Review of My Sassy Girl

My Sassy Girl (2001)
10/10
Purely wonderful
8 May 2003
I'd like to respond to the writer who asserts, on the strength of having lived in Korea for nine months, that "the girl's aggressive behaviour towards Gyun-Woo is non-existent in [the] patriarchal, male dominated society of South Korea."

I haven't set foot in Korea. But I refuse to believe that ANY country is, or ever was, THAT homogenous. The population of South Korea is 48 million; assume that only someone in the heroine's age group could possibly resemble her (she does change in subtle respects as she grows older), and that the chance of any one woman developing her characteristics is a mere one in eight million, then by my rough calculations there's still an even chance that somewhere in South Korea is a woman who resembles her. Most Koreans won't have met her, of course.

Never mind whether this story is explicit fantasy or not (I'll need to see the film again before I can become decided on that point); fiction is there to focus on the exceptional, not on the ordinary. "The Girl" is presented as being exceptional. Gyun-Woo is right in thinking that the woman he loves is special and that he won't see her like again. Is everyone else in love right to think this about THEIR beloved also? Maybe, maybe not; other people's love lives aren't part of the story.

The fact that The Girl IS as special, as interesting, ultimately as lovable, as the story requires her to be (what's more: actress Ji-hyun Jun is lovely, and her facial expressions have to be seen to be believed) is only one of the reasons that "My Sassy Girl" is as fresh a romantic comedy as you're ever likely to see. Another reason is that it doesn't use romantic comedy formula even as its starting point. The levelling of obstacles standing between the lovers isn't really the point of the story. The point lies in the encounters themselves: how these two people change each other's lives.

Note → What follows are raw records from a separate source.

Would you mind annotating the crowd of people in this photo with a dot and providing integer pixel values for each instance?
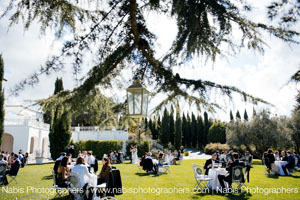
(228, 160)
(291, 159)
(11, 163)
(152, 163)
(84, 167)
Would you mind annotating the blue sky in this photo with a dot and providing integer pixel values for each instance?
(260, 75)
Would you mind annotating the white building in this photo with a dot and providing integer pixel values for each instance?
(95, 133)
(24, 129)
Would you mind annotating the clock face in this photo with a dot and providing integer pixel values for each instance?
(199, 171)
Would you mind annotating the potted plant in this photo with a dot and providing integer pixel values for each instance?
(39, 157)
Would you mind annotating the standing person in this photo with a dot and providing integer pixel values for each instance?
(134, 155)
(104, 174)
(68, 150)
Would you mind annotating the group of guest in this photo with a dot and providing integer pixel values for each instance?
(11, 166)
(116, 157)
(270, 157)
(231, 160)
(80, 169)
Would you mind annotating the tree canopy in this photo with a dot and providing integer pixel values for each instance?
(116, 34)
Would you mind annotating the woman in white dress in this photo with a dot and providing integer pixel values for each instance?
(134, 155)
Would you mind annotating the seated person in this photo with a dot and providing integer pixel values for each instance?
(210, 163)
(148, 164)
(143, 158)
(104, 174)
(13, 170)
(177, 157)
(228, 177)
(271, 159)
(80, 170)
(120, 156)
(290, 165)
(283, 156)
(2, 163)
(62, 173)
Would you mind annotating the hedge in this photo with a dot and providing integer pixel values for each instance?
(142, 147)
(99, 147)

Each of the three successive acts (first half, second half, overtime) adds something to the story and takes it to a new, unexpected and subtly magical place. Of the many risks Jae-young Kwak took the only one that I think was ill-advised was his decision to make Gyun-Woo's taking the story to Shin Cine studios to be filmed part of the story, suggesting that the movie we're watching is the movie its protagonists helped to create. Luckily we're watching something far better than that and the scene is but a brief distraction, one false note in a two-hour symphony of delight.